对于重要的粮食作物，如菜豆（Phaseolus vulgaris， L.），全球需求继续超过数量性状遗传增益的速度。在这项研究中，我们利用来自合作干豆苗圃（CDBN）的多环境试验（MET）数据集来研究集成模型在基因组预测中的应用。该集合跨越70个地点和30年，包括150多种表型和数百种基因型，对120万个单核苷酸多态性标记进行了测序。我们测试了三种模型（线性回归、脊回归和神经网络）。每个模型都使用三种不同的方法实现：(1)将所有数据组合成一个模型（奇异模型），(2)使用所有可用的单个位置来训练包含一个集成模型的单个子模型（集成模型），以及(3)使用优化的单个位置集来训练包含一个集成模型的单个子模型（优化集成模型）。优化的集成方法对低方差位置效果最好，因为模型方差通过集成中的子模型的平均来减小。对于预测精度较低的模型，集成方法可以提高预测精度。在某些位置，预测准确性能够克服狭义遗传力，表明基因组选择在这些位置比表型选择更有效。该研究表明，育种计划协作可以绕过数据量不足的瓶颈，因为来自CDBN MET的汇总数据产生的预测精度为开花天数0.70，成熟天数0.54，种子重量0.95，种子产量0.67。
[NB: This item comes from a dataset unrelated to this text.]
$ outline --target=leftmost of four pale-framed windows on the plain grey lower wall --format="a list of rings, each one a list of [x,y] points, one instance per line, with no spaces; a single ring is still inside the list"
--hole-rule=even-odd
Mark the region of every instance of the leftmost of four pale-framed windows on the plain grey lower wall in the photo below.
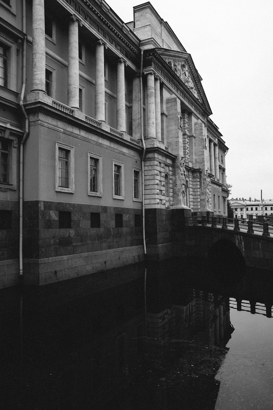
[[[56,142],[56,191],[74,194],[74,147]]]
本文章由计算机程序翻译，如有差异，请以英文原文为准。

求助全文

约1分钟内获得全文求助全文

来源期刊

Plant Genome PLANT SCIENCES-GENETICS & HEREDITY

CiteScore

6.00

自引率

4.80%

发文量

审稿时长

>12 weeks

期刊介绍： The Plant Genome publishes original research investigating all aspects of plant genomics. Technical breakthroughs reporting improvements in the efficiency and speed of acquiring and interpreting plant genomics data are welcome. The editorial board gives preference to novel reports that use innovative genomic applications that advance our understanding of plant biology that may have applications to crop improvement. The journal also publishes invited review articles and perspectives that offer insight and commentary on recent advances in genomics and their potential for agronomic improvement.